Monday, January 25, 2010

Working with a co-mediator

A former student contacted me today, asking about working with a co-mediator who had a different mediation style. It seems his approach was to help the parties solve their concrete problems, while my student's approach was to understand the relationship issues first.

Different mediators have different ways of approaching the process. Some like to move the mediation at the pace of the slowest party, others just the opposite - once the mediator understands the issues, s/he is ready to help the parties craft an agreement.

So, what can a mediator to do when the co-mediator's style clashes with their own? Here are a few suggestions:
  • Whenever possible, speak with a new co-mediator about your and her/his style, preferences, etc. BEFORE the mediation begins. A quick chat will go a long way toward building trust between you and the other co-mediator, even if your styles are vastly different. During your conversation, agree on a signal you can use to alert the other person that you want to try a different approach, call for a caucus, etc.

  • Avoid judging the co-mediator as being "wrong" or "bad" during the mediation. This can create an atmosphere of mistrust between the mediators, which will inevitably cause the parties to lose trust in the mediators, and the process. It doesn't matter if you would be justified in criticizing your co-mediator. The mediation is not the place for critiquing your co-mediator, even silently.

  • At your first opportunity to speak privately with your co-mediator (you may need to ask for a caucus) let her/him know your perspective. Consider using a form of the "I" statement you probably learned in basic mediation training: "When I heard you say ____ to the parties, I was considering saying _____ . What do you think of this approach?" This will minimize the chance of making your co-mediator defensive and allow your point to be heard.

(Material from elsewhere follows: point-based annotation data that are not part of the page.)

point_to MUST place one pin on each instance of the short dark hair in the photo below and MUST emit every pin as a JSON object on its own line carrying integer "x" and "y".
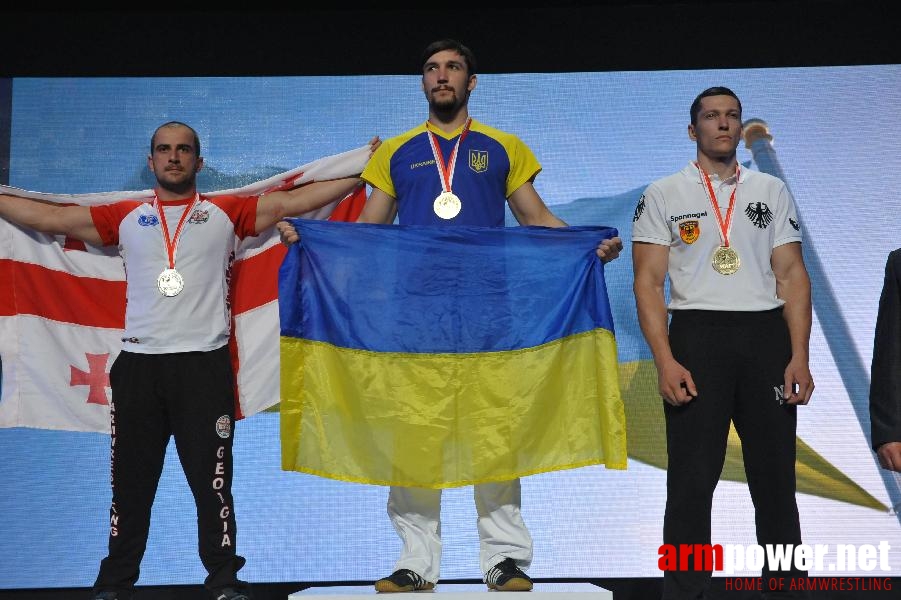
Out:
{"x": 449, "y": 44}
{"x": 714, "y": 91}
{"x": 176, "y": 124}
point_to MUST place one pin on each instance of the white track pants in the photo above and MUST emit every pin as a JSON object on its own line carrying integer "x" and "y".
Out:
{"x": 416, "y": 516}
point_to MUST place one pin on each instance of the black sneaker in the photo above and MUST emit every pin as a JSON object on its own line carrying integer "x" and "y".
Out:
{"x": 507, "y": 577}
{"x": 230, "y": 594}
{"x": 113, "y": 595}
{"x": 403, "y": 580}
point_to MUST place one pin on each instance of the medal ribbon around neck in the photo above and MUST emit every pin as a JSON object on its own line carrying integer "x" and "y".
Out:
{"x": 446, "y": 170}
{"x": 172, "y": 244}
{"x": 725, "y": 225}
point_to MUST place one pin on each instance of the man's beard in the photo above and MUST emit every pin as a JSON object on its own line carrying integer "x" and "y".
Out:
{"x": 445, "y": 107}
{"x": 181, "y": 187}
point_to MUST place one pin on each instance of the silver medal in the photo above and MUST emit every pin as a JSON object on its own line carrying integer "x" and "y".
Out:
{"x": 170, "y": 282}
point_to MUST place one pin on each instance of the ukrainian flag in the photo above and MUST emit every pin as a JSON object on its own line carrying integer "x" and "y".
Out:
{"x": 446, "y": 356}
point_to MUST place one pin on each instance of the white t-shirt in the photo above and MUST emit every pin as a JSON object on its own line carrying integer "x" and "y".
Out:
{"x": 198, "y": 318}
{"x": 676, "y": 211}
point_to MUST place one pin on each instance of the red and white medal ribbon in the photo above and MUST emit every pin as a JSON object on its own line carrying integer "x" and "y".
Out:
{"x": 170, "y": 282}
{"x": 447, "y": 205}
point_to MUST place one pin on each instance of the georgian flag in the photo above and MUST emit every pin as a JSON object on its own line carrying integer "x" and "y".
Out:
{"x": 62, "y": 308}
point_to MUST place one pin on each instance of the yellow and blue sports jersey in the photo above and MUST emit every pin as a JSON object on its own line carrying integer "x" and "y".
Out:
{"x": 491, "y": 165}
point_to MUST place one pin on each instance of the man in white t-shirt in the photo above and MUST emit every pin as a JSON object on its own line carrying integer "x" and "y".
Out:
{"x": 736, "y": 346}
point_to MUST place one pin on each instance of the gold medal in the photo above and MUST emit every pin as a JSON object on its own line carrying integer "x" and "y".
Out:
{"x": 726, "y": 260}
{"x": 170, "y": 282}
{"x": 447, "y": 205}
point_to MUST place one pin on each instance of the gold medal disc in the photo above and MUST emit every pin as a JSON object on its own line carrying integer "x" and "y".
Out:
{"x": 447, "y": 205}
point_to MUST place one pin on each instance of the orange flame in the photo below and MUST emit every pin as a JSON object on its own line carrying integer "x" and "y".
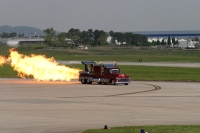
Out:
{"x": 40, "y": 67}
{"x": 2, "y": 60}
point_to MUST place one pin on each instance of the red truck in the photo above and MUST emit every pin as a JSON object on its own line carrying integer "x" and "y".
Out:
{"x": 102, "y": 74}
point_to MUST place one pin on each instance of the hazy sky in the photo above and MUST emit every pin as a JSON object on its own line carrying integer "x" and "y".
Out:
{"x": 116, "y": 15}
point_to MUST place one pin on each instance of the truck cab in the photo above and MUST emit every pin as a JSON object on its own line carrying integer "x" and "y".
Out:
{"x": 102, "y": 74}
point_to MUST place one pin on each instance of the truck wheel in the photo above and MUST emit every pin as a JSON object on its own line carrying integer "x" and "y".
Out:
{"x": 88, "y": 81}
{"x": 113, "y": 82}
{"x": 83, "y": 81}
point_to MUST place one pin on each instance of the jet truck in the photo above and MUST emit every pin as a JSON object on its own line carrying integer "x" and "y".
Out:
{"x": 102, "y": 74}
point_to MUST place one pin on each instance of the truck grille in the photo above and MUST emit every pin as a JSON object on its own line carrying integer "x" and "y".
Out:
{"x": 123, "y": 80}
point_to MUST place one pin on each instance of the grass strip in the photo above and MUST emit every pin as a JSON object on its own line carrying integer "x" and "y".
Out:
{"x": 137, "y": 73}
{"x": 149, "y": 129}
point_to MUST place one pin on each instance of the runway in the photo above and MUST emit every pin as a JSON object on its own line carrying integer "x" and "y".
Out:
{"x": 28, "y": 106}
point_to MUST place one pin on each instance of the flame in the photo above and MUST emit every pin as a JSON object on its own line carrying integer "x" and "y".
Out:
{"x": 40, "y": 68}
{"x": 2, "y": 60}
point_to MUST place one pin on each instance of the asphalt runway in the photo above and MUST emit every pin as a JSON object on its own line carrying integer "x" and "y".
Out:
{"x": 28, "y": 106}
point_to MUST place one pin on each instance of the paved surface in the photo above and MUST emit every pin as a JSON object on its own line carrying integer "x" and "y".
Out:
{"x": 167, "y": 64}
{"x": 28, "y": 106}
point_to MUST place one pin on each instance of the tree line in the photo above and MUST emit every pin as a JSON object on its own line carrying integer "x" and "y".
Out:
{"x": 92, "y": 37}
{"x": 11, "y": 35}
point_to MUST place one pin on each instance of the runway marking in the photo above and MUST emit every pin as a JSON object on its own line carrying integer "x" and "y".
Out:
{"x": 122, "y": 94}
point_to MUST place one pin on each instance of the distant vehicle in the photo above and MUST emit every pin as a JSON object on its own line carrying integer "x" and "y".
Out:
{"x": 102, "y": 74}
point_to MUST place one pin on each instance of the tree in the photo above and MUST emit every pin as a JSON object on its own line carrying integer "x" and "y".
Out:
{"x": 62, "y": 38}
{"x": 173, "y": 40}
{"x": 50, "y": 37}
{"x": 163, "y": 42}
{"x": 169, "y": 40}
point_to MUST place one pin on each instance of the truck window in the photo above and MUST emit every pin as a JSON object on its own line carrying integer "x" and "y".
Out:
{"x": 116, "y": 71}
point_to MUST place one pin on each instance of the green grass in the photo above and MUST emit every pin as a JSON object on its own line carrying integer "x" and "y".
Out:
{"x": 150, "y": 129}
{"x": 137, "y": 73}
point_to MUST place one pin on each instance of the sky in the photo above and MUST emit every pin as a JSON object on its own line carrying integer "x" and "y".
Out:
{"x": 107, "y": 15}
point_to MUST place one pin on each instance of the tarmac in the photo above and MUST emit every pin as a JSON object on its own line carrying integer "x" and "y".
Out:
{"x": 28, "y": 106}
{"x": 164, "y": 64}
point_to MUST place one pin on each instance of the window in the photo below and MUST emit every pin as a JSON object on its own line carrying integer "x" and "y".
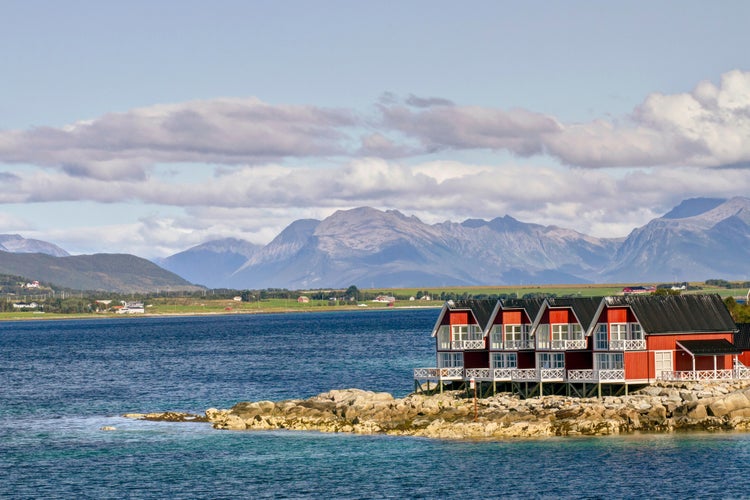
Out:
{"x": 560, "y": 332}
{"x": 513, "y": 333}
{"x": 543, "y": 337}
{"x": 450, "y": 359}
{"x": 636, "y": 332}
{"x": 444, "y": 337}
{"x": 460, "y": 332}
{"x": 504, "y": 360}
{"x": 496, "y": 337}
{"x": 600, "y": 337}
{"x": 466, "y": 332}
{"x": 551, "y": 360}
{"x": 618, "y": 331}
{"x": 576, "y": 332}
{"x": 609, "y": 361}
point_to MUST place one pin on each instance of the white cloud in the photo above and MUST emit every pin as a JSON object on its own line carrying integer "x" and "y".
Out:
{"x": 223, "y": 131}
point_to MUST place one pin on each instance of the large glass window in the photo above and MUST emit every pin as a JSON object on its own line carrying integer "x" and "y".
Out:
{"x": 560, "y": 332}
{"x": 513, "y": 333}
{"x": 542, "y": 340}
{"x": 636, "y": 332}
{"x": 444, "y": 337}
{"x": 551, "y": 360}
{"x": 451, "y": 359}
{"x": 618, "y": 331}
{"x": 600, "y": 337}
{"x": 496, "y": 337}
{"x": 609, "y": 361}
{"x": 504, "y": 360}
{"x": 460, "y": 332}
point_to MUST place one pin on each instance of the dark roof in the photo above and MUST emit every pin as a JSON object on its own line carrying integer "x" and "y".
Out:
{"x": 742, "y": 336}
{"x": 531, "y": 306}
{"x": 718, "y": 347}
{"x": 584, "y": 307}
{"x": 482, "y": 308}
{"x": 677, "y": 313}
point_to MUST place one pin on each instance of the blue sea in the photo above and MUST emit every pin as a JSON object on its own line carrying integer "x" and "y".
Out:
{"x": 62, "y": 381}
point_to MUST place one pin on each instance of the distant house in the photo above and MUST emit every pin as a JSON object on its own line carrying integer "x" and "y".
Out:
{"x": 636, "y": 290}
{"x": 577, "y": 345}
{"x": 25, "y": 305}
{"x": 131, "y": 308}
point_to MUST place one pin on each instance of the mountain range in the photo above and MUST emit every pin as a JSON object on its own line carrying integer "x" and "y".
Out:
{"x": 701, "y": 238}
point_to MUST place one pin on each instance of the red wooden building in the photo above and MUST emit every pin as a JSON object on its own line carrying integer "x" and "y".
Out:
{"x": 574, "y": 344}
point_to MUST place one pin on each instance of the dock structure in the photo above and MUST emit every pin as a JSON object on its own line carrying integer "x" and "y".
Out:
{"x": 586, "y": 347}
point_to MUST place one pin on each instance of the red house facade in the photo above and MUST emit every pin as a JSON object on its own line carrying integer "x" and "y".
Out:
{"x": 575, "y": 342}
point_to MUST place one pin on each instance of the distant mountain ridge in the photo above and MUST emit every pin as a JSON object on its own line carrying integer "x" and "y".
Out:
{"x": 699, "y": 239}
{"x": 120, "y": 273}
{"x": 16, "y": 244}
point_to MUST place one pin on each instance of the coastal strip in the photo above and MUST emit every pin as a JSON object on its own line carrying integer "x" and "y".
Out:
{"x": 657, "y": 408}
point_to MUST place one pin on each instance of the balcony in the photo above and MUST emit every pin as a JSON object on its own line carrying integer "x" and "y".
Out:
{"x": 581, "y": 376}
{"x": 452, "y": 373}
{"x": 627, "y": 345}
{"x": 467, "y": 345}
{"x": 566, "y": 345}
{"x": 740, "y": 373}
{"x": 478, "y": 374}
{"x": 514, "y": 345}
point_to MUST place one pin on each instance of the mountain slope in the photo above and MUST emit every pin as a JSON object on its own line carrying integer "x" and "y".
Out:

  • Whenever possible look for ways to leverage each other's strengths. For example, your strength may be to connect with the parties emotionally, while your partner may be skilled at helping parties invent options. Or you may be trusted more by one party and your partner by the other. In that case, consider taking turns leading the mediation, switching as appropriate.
Whatever you decide, acknowledge the strengths of the other person's approach. Remember that your co-mediator, like you, is a person with talents and shortcomings, feelings and even an ego. Tread lightly when expressing your discomfort and avoid embarrassing your co-mediator.